15.10 How do I…Measure and improve checkpoint performance?
Problem
I want to review my database’s checkpoint performance. If it checkpoints too frequently, then performance will degrade, but if it does not checkpoint enough then recovery, if necessary, could be particularly time consuming. How do I analyze checkpoint performance and improve it if possible?
Technique
When a database checkpoints, the Log Writer (LGWR) and Database Writer (DBWR) background processes write all the dirty buffers in the database buffer cache and the redo log buffer to disk, respectively and in this order. Checkpoints occur in a variety of situations, but regardless of the values of all other database parameters, Oracle initiates a checkpoint at every log switch. Recall that LGWR writes to redo log files in a circular fashion, proceeding automatically to the next file (this is the log switch) when the current file is full.
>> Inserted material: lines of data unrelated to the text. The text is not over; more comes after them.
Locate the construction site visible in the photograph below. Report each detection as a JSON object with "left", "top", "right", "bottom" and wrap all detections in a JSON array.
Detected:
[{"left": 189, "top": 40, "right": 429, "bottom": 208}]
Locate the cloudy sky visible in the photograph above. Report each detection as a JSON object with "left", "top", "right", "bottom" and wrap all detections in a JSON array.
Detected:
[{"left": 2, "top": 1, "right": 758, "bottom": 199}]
The database can encounter two problems during a checkpoint. The first occurs when Oracle initiates a second checkpoint before a prior checkpoint is complete. This results in some unnecessary I/O but is not particularly detrimental to performance. The second problem is a bit more complex and requires some understanding of the redo log structure. Oracle cannot let LGWR overwrite any redo entries that might be necessary for instance recovery. Oracle cannot be sure that redo entries are unnecessary until the DBWR process has written the corresponding data from the database buffer cache to disk. So, if, during a checkpoint, LGWR tries to overwrite a redo log file before the DBWR process has written the corresponding database buffer cache buffers to disk, then Oracle forces LGWR to wait. If this happens often, then performance can degrade.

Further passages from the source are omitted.